Malheureusement ses idées semblent faire des émules avec des déclinaisons locales qui sont déjà en train de voir le jour. Une note régionale, inspirées des consignes nationales, introduit deux autres domaines pour lesquels la loi 2001 ne s’applique plus : les réseaux urbains et le bâti. Dans le premier cas, la note demande de « renoncer à prescrire sur les réseaux concernant des zones pour lesquelles nous n’avons pas d’éléments suffisants pour motiver une fouille ». Donc en zone vide de connaissance, pas de diagnostic. Pour le bâti, c’est aussi la douche froide puisque le passage à la fouille directe, hors Monument Historique, ne sera plus que rarement possible. Il faudra alors chercher à introduire certaines études dans les études préalables, mais cela ne marche pas sur le non-classé : « je ne vous dit donc pas que les diagnostics sur les bâtis sont proscrits, mais il faut mieux essayer de les éviter ».

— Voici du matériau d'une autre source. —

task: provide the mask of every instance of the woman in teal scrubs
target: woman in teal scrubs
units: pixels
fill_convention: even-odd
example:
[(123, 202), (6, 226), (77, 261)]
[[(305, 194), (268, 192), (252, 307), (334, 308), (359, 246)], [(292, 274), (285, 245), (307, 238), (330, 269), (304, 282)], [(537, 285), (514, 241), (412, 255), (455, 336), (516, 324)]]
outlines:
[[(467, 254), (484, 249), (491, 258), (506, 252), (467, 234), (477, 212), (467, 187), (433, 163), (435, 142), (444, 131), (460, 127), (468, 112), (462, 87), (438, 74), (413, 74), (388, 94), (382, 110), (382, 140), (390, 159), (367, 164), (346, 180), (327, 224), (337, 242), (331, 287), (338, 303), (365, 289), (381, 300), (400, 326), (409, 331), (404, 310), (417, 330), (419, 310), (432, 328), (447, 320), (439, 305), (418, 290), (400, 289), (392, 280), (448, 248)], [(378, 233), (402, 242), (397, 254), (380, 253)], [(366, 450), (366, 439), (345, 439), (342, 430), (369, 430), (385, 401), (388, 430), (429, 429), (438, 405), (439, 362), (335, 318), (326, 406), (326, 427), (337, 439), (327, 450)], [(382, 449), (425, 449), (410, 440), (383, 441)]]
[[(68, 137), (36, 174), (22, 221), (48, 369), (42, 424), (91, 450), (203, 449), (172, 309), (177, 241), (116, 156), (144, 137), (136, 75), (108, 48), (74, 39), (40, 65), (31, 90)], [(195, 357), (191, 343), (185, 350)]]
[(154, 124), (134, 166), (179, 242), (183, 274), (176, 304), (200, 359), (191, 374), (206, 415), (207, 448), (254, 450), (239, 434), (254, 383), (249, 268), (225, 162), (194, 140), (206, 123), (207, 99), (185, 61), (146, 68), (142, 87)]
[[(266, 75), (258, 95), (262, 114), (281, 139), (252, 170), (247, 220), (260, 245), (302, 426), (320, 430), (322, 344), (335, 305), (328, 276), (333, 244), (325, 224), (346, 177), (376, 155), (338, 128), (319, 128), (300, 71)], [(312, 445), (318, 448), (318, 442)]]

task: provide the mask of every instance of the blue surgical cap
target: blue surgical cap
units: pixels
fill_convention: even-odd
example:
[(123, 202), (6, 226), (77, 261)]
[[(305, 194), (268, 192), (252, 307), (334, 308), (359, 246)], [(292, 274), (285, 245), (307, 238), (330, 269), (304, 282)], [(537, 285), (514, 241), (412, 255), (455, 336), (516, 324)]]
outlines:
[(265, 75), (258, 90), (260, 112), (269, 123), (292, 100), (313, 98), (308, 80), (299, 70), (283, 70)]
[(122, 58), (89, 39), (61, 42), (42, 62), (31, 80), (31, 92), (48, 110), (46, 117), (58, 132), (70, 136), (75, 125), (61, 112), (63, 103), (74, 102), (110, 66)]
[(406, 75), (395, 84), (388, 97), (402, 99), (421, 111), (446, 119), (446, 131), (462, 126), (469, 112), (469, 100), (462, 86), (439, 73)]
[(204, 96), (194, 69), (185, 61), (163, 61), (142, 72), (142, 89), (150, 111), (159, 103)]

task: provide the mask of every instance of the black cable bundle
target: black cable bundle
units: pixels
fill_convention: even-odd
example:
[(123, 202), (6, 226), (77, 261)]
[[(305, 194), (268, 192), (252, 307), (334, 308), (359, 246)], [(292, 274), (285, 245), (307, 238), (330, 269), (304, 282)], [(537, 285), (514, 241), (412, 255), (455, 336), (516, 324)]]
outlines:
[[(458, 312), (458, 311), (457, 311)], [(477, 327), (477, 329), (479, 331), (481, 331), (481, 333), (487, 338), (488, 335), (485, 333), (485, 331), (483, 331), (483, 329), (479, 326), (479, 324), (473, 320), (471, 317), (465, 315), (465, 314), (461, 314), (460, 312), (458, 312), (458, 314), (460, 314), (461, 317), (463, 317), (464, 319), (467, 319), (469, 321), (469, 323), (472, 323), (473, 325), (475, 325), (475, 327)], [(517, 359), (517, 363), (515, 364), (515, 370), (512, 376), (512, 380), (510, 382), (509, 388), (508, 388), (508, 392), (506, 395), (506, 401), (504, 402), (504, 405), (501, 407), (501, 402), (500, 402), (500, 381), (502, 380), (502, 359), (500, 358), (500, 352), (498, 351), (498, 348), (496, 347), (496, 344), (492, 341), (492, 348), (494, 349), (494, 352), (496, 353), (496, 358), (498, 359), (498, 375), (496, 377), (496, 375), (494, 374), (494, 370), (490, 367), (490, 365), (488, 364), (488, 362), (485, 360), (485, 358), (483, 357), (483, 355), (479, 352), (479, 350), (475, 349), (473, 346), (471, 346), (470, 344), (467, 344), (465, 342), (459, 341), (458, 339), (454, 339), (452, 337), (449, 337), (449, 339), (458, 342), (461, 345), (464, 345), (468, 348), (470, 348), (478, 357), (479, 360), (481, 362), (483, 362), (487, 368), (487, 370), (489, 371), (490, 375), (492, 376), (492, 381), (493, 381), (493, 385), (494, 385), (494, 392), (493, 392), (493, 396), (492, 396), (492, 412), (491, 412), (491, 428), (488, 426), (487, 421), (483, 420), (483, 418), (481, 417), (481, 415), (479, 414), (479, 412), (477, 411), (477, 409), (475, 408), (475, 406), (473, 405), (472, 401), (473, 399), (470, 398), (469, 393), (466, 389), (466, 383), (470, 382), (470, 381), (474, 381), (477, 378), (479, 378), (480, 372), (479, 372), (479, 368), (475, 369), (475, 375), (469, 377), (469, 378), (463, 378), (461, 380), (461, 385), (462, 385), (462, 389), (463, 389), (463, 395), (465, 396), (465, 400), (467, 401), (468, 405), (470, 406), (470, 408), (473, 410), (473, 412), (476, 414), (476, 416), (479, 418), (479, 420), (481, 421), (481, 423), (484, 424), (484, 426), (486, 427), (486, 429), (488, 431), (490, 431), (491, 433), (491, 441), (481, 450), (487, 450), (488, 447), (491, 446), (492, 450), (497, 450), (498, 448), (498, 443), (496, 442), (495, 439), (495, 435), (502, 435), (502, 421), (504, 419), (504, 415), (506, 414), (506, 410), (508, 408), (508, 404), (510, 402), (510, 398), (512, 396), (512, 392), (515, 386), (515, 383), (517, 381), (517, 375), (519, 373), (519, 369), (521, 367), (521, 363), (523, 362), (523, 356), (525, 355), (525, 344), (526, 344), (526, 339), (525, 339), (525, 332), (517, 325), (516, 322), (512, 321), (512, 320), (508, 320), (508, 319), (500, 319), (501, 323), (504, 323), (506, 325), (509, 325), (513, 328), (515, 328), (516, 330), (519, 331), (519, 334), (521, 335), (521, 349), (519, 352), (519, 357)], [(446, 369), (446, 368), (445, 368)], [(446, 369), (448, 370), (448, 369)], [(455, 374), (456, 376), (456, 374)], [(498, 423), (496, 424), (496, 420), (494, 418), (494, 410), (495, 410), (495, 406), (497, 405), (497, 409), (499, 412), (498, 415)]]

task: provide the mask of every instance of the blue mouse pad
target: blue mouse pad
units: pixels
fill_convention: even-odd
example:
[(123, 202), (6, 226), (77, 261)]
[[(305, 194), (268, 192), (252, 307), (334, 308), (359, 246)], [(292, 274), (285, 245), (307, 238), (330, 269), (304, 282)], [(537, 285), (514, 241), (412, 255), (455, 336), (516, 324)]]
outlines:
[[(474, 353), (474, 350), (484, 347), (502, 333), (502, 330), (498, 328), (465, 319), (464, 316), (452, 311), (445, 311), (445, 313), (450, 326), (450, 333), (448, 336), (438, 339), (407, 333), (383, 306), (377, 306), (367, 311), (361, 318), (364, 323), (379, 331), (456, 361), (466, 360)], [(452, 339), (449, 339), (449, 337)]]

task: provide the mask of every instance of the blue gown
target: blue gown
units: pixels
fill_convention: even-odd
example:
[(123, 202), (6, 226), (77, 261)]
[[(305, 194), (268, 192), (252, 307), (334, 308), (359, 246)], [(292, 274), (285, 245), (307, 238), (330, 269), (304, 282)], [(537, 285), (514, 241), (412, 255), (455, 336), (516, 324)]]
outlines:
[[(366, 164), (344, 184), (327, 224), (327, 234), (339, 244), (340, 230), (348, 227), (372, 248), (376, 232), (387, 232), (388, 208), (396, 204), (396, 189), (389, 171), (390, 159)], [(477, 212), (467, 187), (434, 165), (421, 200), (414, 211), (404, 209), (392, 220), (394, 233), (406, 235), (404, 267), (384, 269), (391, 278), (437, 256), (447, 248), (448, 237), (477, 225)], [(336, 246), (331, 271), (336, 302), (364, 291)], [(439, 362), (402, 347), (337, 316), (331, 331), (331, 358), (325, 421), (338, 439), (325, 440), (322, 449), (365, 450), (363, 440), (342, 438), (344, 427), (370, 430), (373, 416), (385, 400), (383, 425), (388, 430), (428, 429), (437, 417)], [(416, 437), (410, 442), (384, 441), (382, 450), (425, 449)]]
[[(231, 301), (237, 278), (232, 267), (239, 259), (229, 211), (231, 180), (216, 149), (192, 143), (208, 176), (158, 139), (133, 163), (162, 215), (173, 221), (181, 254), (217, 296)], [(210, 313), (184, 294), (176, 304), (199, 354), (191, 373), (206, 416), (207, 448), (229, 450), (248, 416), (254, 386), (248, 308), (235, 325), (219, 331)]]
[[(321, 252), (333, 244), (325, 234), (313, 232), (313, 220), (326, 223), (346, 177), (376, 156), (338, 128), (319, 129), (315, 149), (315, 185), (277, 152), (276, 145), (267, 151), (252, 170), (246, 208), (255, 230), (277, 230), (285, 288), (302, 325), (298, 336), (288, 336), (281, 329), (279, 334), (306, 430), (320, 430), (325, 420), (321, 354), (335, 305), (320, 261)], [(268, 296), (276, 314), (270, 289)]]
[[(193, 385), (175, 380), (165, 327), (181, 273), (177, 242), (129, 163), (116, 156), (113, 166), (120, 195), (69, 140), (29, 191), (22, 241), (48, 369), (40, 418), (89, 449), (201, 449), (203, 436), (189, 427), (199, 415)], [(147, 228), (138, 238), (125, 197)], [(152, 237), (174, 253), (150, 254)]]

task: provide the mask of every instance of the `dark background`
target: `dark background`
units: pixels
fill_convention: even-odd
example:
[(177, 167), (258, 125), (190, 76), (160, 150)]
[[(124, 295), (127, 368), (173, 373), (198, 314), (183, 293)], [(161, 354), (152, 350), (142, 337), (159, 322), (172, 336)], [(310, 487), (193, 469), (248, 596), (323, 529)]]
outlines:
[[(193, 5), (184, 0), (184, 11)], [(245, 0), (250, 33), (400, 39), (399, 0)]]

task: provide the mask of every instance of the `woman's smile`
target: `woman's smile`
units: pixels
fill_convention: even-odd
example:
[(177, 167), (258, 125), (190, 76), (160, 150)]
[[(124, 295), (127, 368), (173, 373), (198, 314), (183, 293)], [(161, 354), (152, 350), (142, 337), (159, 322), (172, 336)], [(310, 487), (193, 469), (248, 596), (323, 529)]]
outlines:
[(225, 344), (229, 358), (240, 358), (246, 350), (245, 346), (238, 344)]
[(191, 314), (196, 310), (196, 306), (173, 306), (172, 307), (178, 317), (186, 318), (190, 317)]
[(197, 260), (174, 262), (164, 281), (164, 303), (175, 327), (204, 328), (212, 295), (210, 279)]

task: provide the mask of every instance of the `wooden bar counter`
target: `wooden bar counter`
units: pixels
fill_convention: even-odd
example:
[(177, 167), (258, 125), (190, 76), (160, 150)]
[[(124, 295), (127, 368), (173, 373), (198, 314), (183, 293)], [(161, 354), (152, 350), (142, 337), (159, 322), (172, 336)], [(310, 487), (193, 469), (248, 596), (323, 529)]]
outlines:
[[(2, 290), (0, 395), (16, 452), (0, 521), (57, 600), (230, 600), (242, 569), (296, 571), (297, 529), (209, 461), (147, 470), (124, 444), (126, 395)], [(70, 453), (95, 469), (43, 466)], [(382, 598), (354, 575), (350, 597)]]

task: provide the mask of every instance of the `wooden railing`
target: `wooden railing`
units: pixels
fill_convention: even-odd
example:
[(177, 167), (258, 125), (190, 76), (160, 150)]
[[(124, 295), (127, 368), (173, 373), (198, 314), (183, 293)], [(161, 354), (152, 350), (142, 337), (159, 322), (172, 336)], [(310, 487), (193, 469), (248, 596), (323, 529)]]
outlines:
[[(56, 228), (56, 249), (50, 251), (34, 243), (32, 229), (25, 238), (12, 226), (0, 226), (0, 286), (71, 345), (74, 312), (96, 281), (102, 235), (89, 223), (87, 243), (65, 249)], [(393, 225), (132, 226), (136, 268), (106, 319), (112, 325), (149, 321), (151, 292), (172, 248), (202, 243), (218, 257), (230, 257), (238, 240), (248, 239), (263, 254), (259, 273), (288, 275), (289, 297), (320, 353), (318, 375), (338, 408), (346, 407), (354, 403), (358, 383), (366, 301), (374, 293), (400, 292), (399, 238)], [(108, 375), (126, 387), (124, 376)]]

Nous revendiquons le respect de la loi de 2001 et du code du Patrimoine, avec des politiques de prescriptions à la hauteur des enjeux patrimoniaux et scientifiques !
Rappelons que le législateur a mis en place la Taxe d’Archéologie Préventive (TAP) et la Redevance d’Archéologie Préventive (RAP). En 2023, l’ordonnancement de la TAP et de la RAP se monte à 191,1 M€… Combien ont réellement été reversé à l’archéologie ? Près de 30% de ces revenus échappent au service public de l’archéologie et partent dans le budget général de l’État… Si les sommes dues étaient reversées, le système fonctionnerait et il n’y aurait pas les problèmes d’aujourd’hui.
Nous réclamons l’argent dû à l’archéologie !
Nous demandons les moyens nécessaires à l’accomplissement de nos missions !
STOP à la casse du patrimoine archéologique !
POUR la défense du service public de l’archéologie !
RESPECT des agents et des missions !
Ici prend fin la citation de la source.